Hong Kong’s triad past and present takes centre stage at city’s arts festival
- Gangsters of Hong Kong looks at the modern history of the triads with nostalgia, but without romanticising or glorifying its violent past
- Play focuses on how the city is adjusting to changes since its return to China more than two decades ago
There are many layers to playwright Loong Man-hong’s Gangsters of Hong Kong.
On the surface, the play is about three men who are, in one way or the other, connected to the triads. On a deeper level, this original commission for this year’s Hong Kong Arts Festival explores how the city is adjusting and adapting to changes since its return to China more than two decades ago.

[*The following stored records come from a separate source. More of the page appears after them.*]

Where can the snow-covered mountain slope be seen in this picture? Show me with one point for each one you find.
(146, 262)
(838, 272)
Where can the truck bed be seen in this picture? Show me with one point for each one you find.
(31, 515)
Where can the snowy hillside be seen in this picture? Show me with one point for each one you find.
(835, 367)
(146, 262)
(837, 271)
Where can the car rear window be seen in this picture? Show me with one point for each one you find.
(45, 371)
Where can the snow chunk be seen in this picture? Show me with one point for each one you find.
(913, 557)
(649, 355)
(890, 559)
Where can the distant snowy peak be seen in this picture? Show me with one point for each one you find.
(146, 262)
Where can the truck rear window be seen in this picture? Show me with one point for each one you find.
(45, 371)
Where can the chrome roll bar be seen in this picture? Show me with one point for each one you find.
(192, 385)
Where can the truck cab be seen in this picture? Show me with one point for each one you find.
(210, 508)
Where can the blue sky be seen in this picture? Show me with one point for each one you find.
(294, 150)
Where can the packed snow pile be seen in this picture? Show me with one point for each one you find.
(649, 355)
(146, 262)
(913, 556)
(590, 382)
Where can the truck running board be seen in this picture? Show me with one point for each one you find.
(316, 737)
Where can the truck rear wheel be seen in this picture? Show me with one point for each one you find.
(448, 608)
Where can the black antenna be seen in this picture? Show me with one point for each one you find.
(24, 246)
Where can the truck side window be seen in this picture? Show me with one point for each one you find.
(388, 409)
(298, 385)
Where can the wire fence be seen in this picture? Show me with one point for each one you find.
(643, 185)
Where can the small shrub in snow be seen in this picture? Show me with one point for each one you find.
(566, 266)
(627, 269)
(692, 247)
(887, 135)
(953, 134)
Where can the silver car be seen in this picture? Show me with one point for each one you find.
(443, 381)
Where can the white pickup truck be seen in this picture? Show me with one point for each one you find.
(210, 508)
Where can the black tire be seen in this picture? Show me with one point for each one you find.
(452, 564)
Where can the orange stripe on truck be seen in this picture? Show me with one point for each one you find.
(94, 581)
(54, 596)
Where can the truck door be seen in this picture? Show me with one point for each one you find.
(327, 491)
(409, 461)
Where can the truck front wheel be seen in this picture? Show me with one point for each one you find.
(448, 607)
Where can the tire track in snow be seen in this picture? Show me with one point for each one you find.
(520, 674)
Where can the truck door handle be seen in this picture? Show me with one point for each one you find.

Liu Mila (Tsoi Wan-wa) is a graduate student from China researching Hong Kong’s underworld for a thesis. She befriends a crime reporter Man Wing-fat (Pang Chun-nam) who, she hopes, will lead her to interviewing “real” triad members.
Liu is subsequently introduced to veteran policeman Tsui Sai-hoi (Chan Wing-chuen) and Leung Kong-fuk (Lee Chun-chow, also the play’s director) who joined the triads in his youth, and the history of these three men and their relationship begins to unravel.
Meanwhile, Liu and her two flat mates, Coco (Yip Lai-ka) and Karen (Fung Hunt-sze), start to receive mysterious threats that eventually turn violent.